Dieser Kompass diente zur Anzeige der Richtung, aus
der von einem Ziel reflektierte Wellen beim Telemobiloskop
eintrafen.
Ohne Zweifel bereitete Hülsmeyer mit seinen Arbeiten
die Basis für das, was erst viele Jahre später "Radar"
(Radio Detection and Ranging) genannt wurde, auch wenn er
zunächst nur den Vorgang der „Detection“ und noch nicht des
„Ranging“ nachwies.
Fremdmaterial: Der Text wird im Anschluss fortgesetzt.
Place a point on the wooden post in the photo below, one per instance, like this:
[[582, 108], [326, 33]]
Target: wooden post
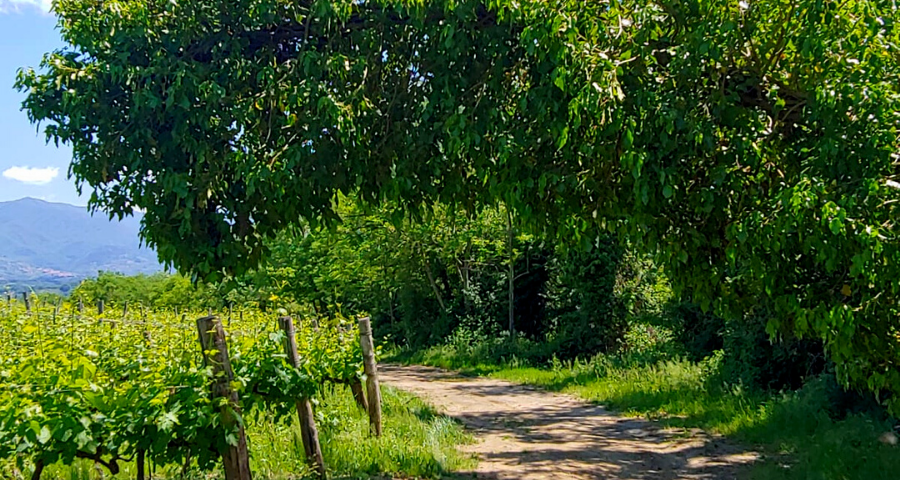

Das Fehlen einer Entfernungsmessung als
wichtige Ergänzung zur Entdeckung eines Ziels war ihm sehr
wohl bewußt und veranlasste ihn zu weiteren Arbeiten und schließlich
zur Anmeldung eines Zusatzpatents mit dem Titel “Improvement
in Hertzian-wave Projecting and Receiving Apparatus for Locating
the Position of Distant Metal Objects". Er schlug
darin zwei Möglichkeiten vor, den Elevationswinkel der
Sendeantenne des Telemobiloskops zu messen und aus
der Position maximaler Empfangsfeldstärke die Zielentfernung
zu berechnen.
Die Tragik aller Arbeiten Christian Hülsmeyers
aber lag letztendlich darin, daß er trotz aller Erfolge -
in Rotterdam hatte das Telemobiloskop Schiffe in 3
km Entfernung detektiert - keine nachhaltige Unterstützung
bei den potentiellen Anwendern seiner Erfindung fand. Seine
Ideen eilten den Gegebenheiten jener Zeit um ein Vierteljahrhundert
voraus. Er beendete alle diesbezüglichen Arbeiten im Jahr
1905 und wandte sich anderen Themen zu. Erst in den fünfziger
Jahren erfuhr er zahlreiche Ehrungen, so z. B. vom damaligen
Bundeskanzler Konrad Adenauer.
Hülsmeyer verstarb am 31. Januar 1957 in Ahrweiler.